幕間・終わりの世界にて

吹き荒ぶ風を避けながら、その少女はげんなりとして目の前に広がる荒野を見た。
どこまで見ても灰色の砂、砂、砂。砂塵のむこうにかすかにぼやける町並みが見えるが、 どうせあれも人っ子一人いない廃墟の群れだろう。
「この世界はもう終わってしまったからね。大地は呼吸をやめて、空は死んで、生命は途絶えた。 まあ、こんななりでも世界は世界だ。これはこれで美しいと思わないかい?」
何より旅のお供が苛立つこと甚だしい。隣で優雅に岩に腰掛けている黒服の青年は、 この鬱陶しい砂埃ですら愛しいといわんばかりにうっとりしている。狂っている。分かっていたことだが。

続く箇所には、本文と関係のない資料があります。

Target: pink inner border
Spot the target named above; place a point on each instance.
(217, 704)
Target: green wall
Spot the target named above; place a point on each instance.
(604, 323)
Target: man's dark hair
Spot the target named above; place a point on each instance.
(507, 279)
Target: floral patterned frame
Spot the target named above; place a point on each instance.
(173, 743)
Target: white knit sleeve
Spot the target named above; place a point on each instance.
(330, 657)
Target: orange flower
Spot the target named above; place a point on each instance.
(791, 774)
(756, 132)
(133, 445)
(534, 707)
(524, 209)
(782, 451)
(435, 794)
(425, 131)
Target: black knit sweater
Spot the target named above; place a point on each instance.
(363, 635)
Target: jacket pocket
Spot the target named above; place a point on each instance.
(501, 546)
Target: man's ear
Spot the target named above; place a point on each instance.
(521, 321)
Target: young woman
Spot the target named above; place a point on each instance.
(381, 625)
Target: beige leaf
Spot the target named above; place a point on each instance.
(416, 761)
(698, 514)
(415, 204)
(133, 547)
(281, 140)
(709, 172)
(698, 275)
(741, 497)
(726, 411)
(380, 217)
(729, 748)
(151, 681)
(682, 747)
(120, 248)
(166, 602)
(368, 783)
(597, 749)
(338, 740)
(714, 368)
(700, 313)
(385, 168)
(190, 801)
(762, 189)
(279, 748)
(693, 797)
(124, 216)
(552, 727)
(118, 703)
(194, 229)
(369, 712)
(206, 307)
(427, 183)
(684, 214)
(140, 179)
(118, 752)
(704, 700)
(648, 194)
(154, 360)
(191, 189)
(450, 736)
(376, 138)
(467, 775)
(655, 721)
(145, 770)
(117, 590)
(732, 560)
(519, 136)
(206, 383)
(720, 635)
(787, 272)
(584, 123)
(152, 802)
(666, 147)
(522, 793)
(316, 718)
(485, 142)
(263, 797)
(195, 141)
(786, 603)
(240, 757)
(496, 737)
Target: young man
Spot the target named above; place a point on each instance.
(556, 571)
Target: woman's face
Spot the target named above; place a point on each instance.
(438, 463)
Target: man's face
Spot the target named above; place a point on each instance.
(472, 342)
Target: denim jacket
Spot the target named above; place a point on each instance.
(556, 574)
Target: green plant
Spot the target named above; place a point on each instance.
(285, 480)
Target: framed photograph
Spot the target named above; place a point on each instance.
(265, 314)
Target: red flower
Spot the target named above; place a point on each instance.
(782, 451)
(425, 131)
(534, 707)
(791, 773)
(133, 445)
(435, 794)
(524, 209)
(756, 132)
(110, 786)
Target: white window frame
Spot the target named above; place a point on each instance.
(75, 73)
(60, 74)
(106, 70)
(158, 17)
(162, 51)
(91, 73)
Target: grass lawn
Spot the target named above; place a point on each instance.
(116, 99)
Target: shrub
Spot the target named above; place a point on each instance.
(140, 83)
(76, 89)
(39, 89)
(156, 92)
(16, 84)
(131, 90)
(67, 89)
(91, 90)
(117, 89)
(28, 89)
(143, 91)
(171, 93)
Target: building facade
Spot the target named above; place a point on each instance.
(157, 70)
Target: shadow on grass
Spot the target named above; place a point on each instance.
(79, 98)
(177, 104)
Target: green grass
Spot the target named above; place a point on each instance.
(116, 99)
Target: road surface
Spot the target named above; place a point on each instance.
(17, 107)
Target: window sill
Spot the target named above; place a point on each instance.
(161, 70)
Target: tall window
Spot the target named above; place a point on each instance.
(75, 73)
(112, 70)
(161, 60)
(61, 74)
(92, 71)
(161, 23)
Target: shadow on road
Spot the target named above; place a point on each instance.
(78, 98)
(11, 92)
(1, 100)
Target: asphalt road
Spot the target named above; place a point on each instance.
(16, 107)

黒服の青年は岩の上に立ち上がると、膝に乗った砂を払ってこちらを振り返った。
「不服そうな顔だけど、これもお役目だからね。割り切って仕事に励んでくれよ」
「なんでアンタ達大昔の連中の尻拭いを私がしなくちゃいけないわけ」
はためく白いマントの裾を払って毒づいた。黒服はふふと笑う。
「それは君が君として生まれてきたから、かな?恨むならそんな運命を背負ってしまった自分を恨むんだね」
この世界の神様のなんと無責任なことか、という声は砂塵を吸い込んで形にならなかった。 咳き込む少女に気づいているのかいないのか、風のむこうをまっすぐ見据える黒服の神は凛として言った。
「さて、行こうか。この世界を切り崩す最後のMaria。あの風の向こうにある黒い鐘に辿りつけば旅もおしまいだ」
そしてふと岩の上から少女を見下ろす。
「最後に君の名前を聞いておこうか?」
「…アンタ、ほんといけすかない神様ね」
少女はそっと自らの名前を風に乗せた。




我らがマリア、世界を統べるあなたのお名前を。